In a digital world, the possibilities are endless. No, really, they are. When you buy a website, would you expect someone to abuse it? Most of us want to believe the world is good and for the most part, it is. However, a few bad eggs ruin things and thankfully a modern risk can be mitigated for about $1 USD a month.
The Problem
Typo-squatting or typo-spoofing is a trick that cyber criminals will use to get victims to visit their website or reply to emails. Bad actors do this by purchasing a website name (or domain name) that is similar. Often times, its purposefully misspelled, has an extra letter, or uses numbers in place of certain letters. Let’s look at a few examples:
- “gooogle.com” instead of “google.com” – notice the extra “o”
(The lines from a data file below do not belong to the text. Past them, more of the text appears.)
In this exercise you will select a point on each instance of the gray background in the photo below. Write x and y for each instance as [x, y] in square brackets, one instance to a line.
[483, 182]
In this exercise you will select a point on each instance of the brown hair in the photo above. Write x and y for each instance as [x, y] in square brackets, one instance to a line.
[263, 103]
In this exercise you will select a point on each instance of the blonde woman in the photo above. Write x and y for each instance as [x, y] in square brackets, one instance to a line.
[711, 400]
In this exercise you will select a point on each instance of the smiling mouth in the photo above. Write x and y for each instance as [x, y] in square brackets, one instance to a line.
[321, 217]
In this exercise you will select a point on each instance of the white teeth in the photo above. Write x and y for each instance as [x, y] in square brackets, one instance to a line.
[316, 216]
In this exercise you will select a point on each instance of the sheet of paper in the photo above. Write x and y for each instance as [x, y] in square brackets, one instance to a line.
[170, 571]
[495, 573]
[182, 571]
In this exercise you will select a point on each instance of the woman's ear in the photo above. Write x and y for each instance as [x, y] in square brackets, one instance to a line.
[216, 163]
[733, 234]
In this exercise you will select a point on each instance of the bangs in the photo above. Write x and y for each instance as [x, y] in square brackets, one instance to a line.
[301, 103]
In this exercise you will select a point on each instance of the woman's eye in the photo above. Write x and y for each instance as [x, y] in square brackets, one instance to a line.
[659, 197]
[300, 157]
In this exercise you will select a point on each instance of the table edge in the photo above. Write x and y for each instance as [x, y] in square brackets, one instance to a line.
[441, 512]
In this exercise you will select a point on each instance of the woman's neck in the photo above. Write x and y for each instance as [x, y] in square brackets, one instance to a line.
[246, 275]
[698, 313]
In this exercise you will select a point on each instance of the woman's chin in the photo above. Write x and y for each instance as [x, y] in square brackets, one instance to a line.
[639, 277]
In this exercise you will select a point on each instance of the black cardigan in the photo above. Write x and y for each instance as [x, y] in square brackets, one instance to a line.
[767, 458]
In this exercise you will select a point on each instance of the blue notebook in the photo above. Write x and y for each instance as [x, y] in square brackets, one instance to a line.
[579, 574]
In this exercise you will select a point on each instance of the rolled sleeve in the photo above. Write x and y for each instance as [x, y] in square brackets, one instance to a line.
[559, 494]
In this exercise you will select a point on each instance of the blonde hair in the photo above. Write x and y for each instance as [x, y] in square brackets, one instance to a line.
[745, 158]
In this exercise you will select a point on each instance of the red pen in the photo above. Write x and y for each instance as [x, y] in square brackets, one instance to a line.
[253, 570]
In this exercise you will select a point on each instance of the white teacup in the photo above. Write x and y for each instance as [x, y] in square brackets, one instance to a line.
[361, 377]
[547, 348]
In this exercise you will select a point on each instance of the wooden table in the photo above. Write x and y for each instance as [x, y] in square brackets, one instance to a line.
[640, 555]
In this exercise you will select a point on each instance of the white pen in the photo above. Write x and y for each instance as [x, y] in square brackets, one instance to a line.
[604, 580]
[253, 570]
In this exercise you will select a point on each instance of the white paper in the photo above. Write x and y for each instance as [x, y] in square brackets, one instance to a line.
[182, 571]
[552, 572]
- “rnicrosoft.com” instead of “microsoft.com” – notice the use of “r” and “n” next to one another which looks like an “m”
- “yahoos.com” instead of “yahoo.com” – notice the “s” added on the end
- “ver1z0n.com” instead of “verizon.com” – notice the “1” and “0” in place of the “i” and “o”
The Solution
All of the examples listed above are common problems businesses face with cyber criminals. Typos are used blindside internet users with scams, fraudulent emails, or fake web login pages. The next time you receive an email relating to money, double check the domain name, which is listed after the senders username. (Ex. [email protected]) Additionally, any links in emails could be modified to send you to a similar typo-squatting or typo-spoofed domain name to trick you into entering login credentials. Be sure to hover over the links to view where the link is actually taking you, which can differ from what is written in the link text. (Ex. www.onepageawareness.com – don’t worry we own the domain that you were forwarded too in this case.) Learn more about how to spot scam emails here.
Lastly, businesses should look into purchasing alternative spellings to their domain names. This isn’t always feasible as some may have tens of alternatives, but the main ones should be purchased from a domain registrar (such as GoDaddy, Bluehost, or Namecheap). Most domains cost between $10-$15 USD a year. We’d consider that a worthy investment to protect your business from fraud.